Core Varieties Analysis in Chinese Cucumber Markets
According to the international standards for identifying crop varieties (International Union for the Protection of New Varieties of Plants [UPOV], 2011), we fix a pairwise comparing matrix past calculating the numbers of differential SSR genotypes between each variety and the remaining ones; the missing genotype was treated equally aught. Fewer differential SSR genotypes indicated closer kinship with others. The top 10% of varieties with close kinship were considered core varieties in each group.
Results
The Novel Target SSR-Seq Pipeline
In this study, we adult a novel approach for SSR genotyping using a target sequencing technology called Target SSR-seq, which can be applied in genetic research, Dna fingerprinting, variety identification, and molecular breeding (Figure 1). This study tested the Target SSR-seq pipeline in cucumber, the genome of which is well assembled (Huang et al., 2009; Li et al., 2011). Start, we selected the candidate SSR loci to exist genotyped. Second, nosotros designed a multiplexed PCR procedure to capture target SSR regions in a plant genome. Then the Target SSR-seq library was sequenced on the loftier-throughput sequencing platform X Ten; each SSR region was sequenced for at least one thousand× coverage. To assay the repeatability of Target SSR-seq, positive and negative controls of PCR amplification were fix. The cucumber 9930 was ready as a positive control, and the pure water was used as a negative control in the Target SSR-seq experiment. The amplification and sequencing result showed that the genotype of 91 perfect SSRs was the same to that in the cucumber reference genome (9930 V2). While equally the negative control showed no PCR bands later screening in agarose electrophoresis. The positive and negative controls proved that Target SSR-seq could obtain reliable genotyping result.
Compared with existing methods for SSR detection, Target SSR-seq combined multiplexed PCR with target deep sequencing and was immediately capable of highly accurate SSR genotyping (Supplementary Tabular array S3). This new engineering successfully genotyped hundreds of target SSR loci in numerous samples within 72 h at a toll of $seven for each variety, which was more efficient and cost-effective than the previously reported Amp-Seq SSR technology (Supplementary Tabular array S3).

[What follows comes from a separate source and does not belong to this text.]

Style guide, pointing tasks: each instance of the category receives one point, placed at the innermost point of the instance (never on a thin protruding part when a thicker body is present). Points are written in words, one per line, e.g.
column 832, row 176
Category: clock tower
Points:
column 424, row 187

Discovery of Genome-Wide Perfect SSRs for Target SSR-Seq
We acquired 208 139 SSRs in the cucumber reference 9930 V2 genome, of which 10 404 SSRs were suitable for multiplexed PCR capture. Based on the resequencing data for 182 cucumber varieties, 1700 SSRs exhibited polymorphisms. Furthermore, 844 perfect SSRs were obtained with read frequency of the major alleles greater than 0.7 and stable flanking sequences. In this study, 91 evenly distributed perfect SSRs in the cucumber genome were randomly selected to test in Target SSR-seq.
In addition, the current Target SSR-seq panel included 31 SSR loci that are oft tested in genetic research on cucumbers, which were used to compare the genotyping efficiency with that of the genome-wide perfect SSRs. Finally, a total of 122 target SSRs were successfully designed in the next multiplexed PCR procedure.
Genotyping Analysis in Target SSR-Seq
In total, the Target SSR-seq obtained 230 1000000 reads and 34 billion bases in 382 cucumber varieties (Figure 2). In the 122 target SSR loci, six SSRs from the 31 compared SSRs failed to be genotyped due to low motif capture (80.six% success rate), while the 91 tested perfect SSRs were successfully genotyped (100%). The average coverage of the 116 retained SSRs in each sample was 1289× (Figures 2, 3A). Among the 382 varieties, 375 varieties (98%) showed more than 90% alignment rate to the 9930 V2 reference genome (Figure 2A). Out of these aligned reads, 372 varieties (97.4%) exhibited an alignment rate to the target SSR motif over 98%, and the alignment rate in all 382 varieties was above 95% (Figure 2B). The average read depth per SSR capture in 311 varieties (81.5%) was more 1000× (Figure 2C). Furthermore, we analyzed the Target SSR-seq uniformity alphabetize, in order to calculate the proportion of the coverage above 10% of mean depth value for each variety (Nishio et al., 2015). The average uniformity index in this study was 89.5% (Figure 2nd), indicating a higher uniformity alphabetize and more accurate results. Moreover, 2 SSRs from the 25 retained for comparing harbored no polymorphisms in 382 varieties, and i SSR exhibited a high miss rate (>20%), probably due to an unstable flanking sequence. 2 of the 91 perfect SSRs were observed as monomorphisms in 382 varieties. Finally, nosotros obtained 111 polymorphic SSRs for genotyping 382 cucumber varieties from Chinese markets.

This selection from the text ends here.